Department of Molecular and Cellular Biology, Baylor College of Medicine, Houston, TX; Institute of Biosciences and Technology, Texas A&M University System Health Science Center, Houston, TX; The Joint Endocrine Laboratory of Institute of Health Science and Ruijin Hospital, Shanghai Second Medical University, Shanghai, China; National Hormone and Pituitary Program, Harbor-UCLA Medical Center, Torrance, CA

^* To whom correspondence should be addressed. Email: jxu{at}bcm.tmc.edu.

	Abstract

Steroid receptor coactivator 3 (SRC-3/AIB1/ACTR/NCoA-3) is a transcriptional coactivator for nuclear receptors including vitamin D receptor (VDR). Growth hormone (GH) regulates IGF-I expression and IGF-I forms complexes with acid labile subunit (ALS) and IGF-binding protein-3 (IGFBP-3) to maintain its circulating concentration and endocrine function.
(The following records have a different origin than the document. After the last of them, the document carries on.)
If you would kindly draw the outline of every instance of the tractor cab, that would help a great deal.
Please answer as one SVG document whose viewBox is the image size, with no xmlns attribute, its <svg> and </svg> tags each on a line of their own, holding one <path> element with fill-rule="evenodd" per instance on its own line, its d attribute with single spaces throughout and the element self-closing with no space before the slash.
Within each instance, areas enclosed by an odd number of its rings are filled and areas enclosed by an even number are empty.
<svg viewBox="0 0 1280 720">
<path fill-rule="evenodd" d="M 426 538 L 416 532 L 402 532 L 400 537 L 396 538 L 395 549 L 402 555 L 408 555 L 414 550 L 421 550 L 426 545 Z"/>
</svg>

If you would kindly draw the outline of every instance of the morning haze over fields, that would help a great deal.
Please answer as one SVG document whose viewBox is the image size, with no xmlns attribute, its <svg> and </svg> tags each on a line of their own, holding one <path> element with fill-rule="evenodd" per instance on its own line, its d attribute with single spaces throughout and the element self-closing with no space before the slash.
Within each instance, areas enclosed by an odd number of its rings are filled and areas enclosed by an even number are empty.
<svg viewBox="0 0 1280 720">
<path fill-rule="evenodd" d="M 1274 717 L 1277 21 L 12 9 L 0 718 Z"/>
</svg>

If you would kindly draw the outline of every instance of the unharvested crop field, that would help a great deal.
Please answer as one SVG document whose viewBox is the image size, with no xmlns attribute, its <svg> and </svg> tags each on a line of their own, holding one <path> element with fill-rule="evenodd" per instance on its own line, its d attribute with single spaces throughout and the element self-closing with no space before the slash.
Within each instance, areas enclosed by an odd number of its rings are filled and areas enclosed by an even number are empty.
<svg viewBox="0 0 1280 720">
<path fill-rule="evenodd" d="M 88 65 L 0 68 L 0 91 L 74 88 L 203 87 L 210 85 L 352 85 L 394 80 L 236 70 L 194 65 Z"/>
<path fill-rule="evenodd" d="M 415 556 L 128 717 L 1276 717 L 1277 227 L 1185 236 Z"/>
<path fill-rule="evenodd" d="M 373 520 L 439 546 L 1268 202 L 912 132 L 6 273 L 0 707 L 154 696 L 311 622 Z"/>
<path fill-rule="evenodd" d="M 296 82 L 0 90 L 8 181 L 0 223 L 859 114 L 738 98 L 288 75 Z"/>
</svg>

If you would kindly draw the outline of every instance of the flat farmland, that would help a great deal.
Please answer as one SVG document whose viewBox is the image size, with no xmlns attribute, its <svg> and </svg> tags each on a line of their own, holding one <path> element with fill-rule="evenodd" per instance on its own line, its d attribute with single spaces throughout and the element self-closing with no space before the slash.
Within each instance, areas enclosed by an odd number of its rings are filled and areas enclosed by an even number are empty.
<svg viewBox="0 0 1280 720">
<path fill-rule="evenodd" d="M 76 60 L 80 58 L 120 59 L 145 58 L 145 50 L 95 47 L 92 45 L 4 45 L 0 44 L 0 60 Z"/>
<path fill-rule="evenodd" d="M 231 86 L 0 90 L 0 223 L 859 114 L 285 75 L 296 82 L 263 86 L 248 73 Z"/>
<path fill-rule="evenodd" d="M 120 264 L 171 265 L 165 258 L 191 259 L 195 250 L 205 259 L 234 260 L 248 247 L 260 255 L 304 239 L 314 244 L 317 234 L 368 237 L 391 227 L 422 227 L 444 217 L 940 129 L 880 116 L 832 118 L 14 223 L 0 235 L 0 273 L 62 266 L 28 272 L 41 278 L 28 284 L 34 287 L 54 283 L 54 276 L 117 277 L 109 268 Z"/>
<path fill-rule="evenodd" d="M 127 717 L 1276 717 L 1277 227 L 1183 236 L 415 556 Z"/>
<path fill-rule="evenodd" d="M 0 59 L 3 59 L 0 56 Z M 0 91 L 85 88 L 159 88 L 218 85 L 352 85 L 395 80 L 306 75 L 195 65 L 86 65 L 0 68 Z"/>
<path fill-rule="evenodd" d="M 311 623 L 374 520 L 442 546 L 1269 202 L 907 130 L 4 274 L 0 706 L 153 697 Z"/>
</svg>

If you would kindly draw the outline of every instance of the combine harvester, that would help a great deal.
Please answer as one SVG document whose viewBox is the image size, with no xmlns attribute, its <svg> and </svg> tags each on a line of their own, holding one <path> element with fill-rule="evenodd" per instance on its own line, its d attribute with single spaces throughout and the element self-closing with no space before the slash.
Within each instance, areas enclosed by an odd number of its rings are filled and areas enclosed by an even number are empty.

This study demonstrated that the circulating IGF-I was significantly reduced in SRC-3^-/- mice with C57BL/6J background. However, SRC-3 deficiency affected neither GH nor ALS expression. The low IGF-I in SRC-3^-/- mice was not due to the failure of IGF-I mRNA and protein synthesis, but a consequence of rapid degradation. The rapid IGF-I degradation was associated with a drastically reduced IGFBP-3 levels. Because IGF-I and IGFBP-3 stabilize each other, SRC-3^-/- mice were crossbred with the liver-specific TTR-IGF-I transgenic mice to assess the relationship between reduced IGF-I and IGFBP-3. In SRC-3^-/-/TTR-IGF-I mice, IGF-I level was significantly increased compared with SRC-3^-/- mice, but IGFBP-3 level failed to increase proportionally, indicating that the low IGFBP-3 level is a responsible factor that limits IGF-I level in SRC-3^-/- mice. Furthermore, IGFBP-3 mRNA was reduced in SRC-3^-/- mice. The IGFBP-3 promoter activity induced by vitamin D, through VDR, was diminished in SRC-3^-/- cells, suggesting an important role of SRC-3 in VDR-mediated transactivation of the IGFBP-3 gene. In agreement with the role of SRC-3 in VDR function, the expression of several VDR target genes was also reduced in SRC3^-/- mice. Therefore, SRC-3 maintains IGF-I in the circulation through enhancing VDR-regulated IGFBP-3 expression.